U.S. West, one of seven regional Baby Bell holding companies created by the AT&T; divestiture, admitted to four violations of the 1982 consent decree. The agreement prohibits the seven Baby Bells from engaging in certain lines of businesses and from discriminatory practices in providing telecommunications services.
The company, based in Englewood, Colo., said in a prepared statement that the infractions were inadvertent and were discontinued some time ago.
“We regret these violations,” said Larry DeMuth, U.S. West’s chief counsel. “We didn’t willfully violate the (consent decree) but these four activities . . . were in conflict with the decree, which is a complex document governing a large and complicated industry.”
The most serious violation acknowledged by U.S. West involved the sale of switching services to the federal government at cut-rate prices in 1985. The firm anticipated sales of $16 million over three years by providing the services to the General Services Administration in Denver, Albuquerque, Phoenix and Salt Lake City, the Justice Department said.
“A consent decree is the law,” said James F. Rill, assistant attorney general for the antitrust division. “This settlement makes clear to U.S. West and other parties to the decree that disobedience . . . has severe consequences.”
Rill said the enforcement order establishes mechanisms within U.S. West to ensure future compliance with the decree. The fine is the largest sum the antitrust division has ever obtained from a single defendant, the Justice Department said.
The $10-million agreement was approved Friday by U.S. District Judge Harold H. Greene, who ordered the breakup of AT&T; in 1982 following a landmark trial. Greene continues to supervise disputes stemming from the divestiture.
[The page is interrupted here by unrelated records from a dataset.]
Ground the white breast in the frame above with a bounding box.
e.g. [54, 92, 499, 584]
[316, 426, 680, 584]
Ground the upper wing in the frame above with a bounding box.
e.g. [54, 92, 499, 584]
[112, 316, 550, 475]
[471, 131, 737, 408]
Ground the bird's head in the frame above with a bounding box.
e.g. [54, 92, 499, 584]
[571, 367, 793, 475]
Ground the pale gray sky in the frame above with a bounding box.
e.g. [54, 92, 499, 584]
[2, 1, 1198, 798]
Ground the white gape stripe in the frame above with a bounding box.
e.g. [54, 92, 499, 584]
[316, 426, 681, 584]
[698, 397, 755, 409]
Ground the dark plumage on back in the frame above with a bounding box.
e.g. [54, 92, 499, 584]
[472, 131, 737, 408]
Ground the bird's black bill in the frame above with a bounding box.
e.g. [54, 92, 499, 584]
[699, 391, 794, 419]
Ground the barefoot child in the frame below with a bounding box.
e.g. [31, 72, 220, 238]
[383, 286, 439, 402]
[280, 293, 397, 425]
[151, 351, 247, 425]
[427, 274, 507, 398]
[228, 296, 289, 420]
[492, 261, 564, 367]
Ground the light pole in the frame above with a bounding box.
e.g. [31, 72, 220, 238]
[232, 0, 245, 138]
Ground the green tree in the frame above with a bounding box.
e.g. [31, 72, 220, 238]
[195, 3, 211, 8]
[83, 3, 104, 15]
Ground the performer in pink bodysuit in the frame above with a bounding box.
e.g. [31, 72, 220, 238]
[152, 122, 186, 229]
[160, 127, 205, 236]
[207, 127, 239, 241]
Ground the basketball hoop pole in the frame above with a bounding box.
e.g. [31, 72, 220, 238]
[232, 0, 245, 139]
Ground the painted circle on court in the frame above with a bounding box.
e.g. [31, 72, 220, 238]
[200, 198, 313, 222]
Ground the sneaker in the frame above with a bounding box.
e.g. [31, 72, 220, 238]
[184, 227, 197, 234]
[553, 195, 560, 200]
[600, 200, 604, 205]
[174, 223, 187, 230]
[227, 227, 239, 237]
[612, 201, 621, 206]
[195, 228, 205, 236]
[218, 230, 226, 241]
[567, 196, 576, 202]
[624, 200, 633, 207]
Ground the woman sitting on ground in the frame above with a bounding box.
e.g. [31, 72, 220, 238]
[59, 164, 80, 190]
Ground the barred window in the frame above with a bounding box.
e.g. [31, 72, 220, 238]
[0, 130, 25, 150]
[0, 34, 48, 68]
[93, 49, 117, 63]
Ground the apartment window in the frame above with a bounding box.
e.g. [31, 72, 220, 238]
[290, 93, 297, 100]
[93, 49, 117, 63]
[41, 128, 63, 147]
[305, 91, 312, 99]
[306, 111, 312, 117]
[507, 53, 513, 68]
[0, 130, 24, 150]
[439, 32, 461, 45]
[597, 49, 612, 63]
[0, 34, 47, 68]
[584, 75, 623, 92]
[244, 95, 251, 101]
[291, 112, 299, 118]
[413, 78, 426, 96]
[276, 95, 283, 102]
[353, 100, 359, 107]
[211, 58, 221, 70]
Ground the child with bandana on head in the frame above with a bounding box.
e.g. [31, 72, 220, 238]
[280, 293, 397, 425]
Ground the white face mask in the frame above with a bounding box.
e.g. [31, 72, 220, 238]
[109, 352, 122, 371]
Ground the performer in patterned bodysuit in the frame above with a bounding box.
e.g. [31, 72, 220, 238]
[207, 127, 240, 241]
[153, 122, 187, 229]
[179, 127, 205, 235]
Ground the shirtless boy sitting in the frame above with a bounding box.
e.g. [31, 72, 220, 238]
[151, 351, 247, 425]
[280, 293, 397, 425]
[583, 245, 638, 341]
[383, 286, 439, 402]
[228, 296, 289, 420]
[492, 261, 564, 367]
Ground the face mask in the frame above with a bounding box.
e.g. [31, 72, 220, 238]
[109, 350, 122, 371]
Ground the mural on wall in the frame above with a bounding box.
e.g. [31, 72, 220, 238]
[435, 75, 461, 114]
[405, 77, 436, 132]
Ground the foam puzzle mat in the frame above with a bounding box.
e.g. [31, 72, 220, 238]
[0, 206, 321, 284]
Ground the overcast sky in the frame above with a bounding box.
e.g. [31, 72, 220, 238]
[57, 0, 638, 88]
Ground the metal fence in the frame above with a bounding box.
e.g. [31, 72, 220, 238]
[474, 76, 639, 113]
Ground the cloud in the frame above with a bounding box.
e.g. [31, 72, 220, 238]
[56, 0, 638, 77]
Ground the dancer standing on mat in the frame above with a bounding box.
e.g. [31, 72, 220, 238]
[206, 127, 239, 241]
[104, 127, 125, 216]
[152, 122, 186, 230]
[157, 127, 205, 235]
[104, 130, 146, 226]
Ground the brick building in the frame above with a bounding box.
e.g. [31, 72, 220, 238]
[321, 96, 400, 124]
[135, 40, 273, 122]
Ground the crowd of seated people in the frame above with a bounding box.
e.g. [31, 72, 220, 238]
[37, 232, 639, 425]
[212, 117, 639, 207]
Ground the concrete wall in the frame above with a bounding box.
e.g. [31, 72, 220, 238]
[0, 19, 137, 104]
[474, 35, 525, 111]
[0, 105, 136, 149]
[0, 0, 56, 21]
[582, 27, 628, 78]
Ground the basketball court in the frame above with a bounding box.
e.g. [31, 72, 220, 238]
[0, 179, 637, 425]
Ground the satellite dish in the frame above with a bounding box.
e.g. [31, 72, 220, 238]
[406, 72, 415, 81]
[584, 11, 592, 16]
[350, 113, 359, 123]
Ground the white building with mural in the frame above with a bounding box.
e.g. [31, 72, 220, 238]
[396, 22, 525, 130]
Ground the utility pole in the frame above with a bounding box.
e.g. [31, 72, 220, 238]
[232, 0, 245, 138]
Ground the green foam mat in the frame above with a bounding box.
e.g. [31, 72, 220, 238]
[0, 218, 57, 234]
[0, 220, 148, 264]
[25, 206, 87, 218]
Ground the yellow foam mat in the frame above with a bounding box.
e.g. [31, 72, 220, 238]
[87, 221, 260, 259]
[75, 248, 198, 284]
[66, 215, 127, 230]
U.S. West, which operates Pacific Northwest Bell, Northwestern Bell and Mountain Bell, has admitted that it violated provisions of the original decree between 1984 and 1989 by doing the following:
* Employing discriminatory pricing by offering the GSA access to local exchange facilities at a lower price if the agency purchased switching services from U.S. West rather than AT&T.;
* Providing reverse directory services, which supply a customer with the name, address or both of a telephone subscriber rather than a telephone number. All three U.S. West subsidiaries provided this service.
* Selling computer management services--including computer hardware, personnel and other support--to operate Atlantic Richfield Co.'s Paypoint debit card system, through a subsidiary.
* Designing, developing and marketing operator workstations.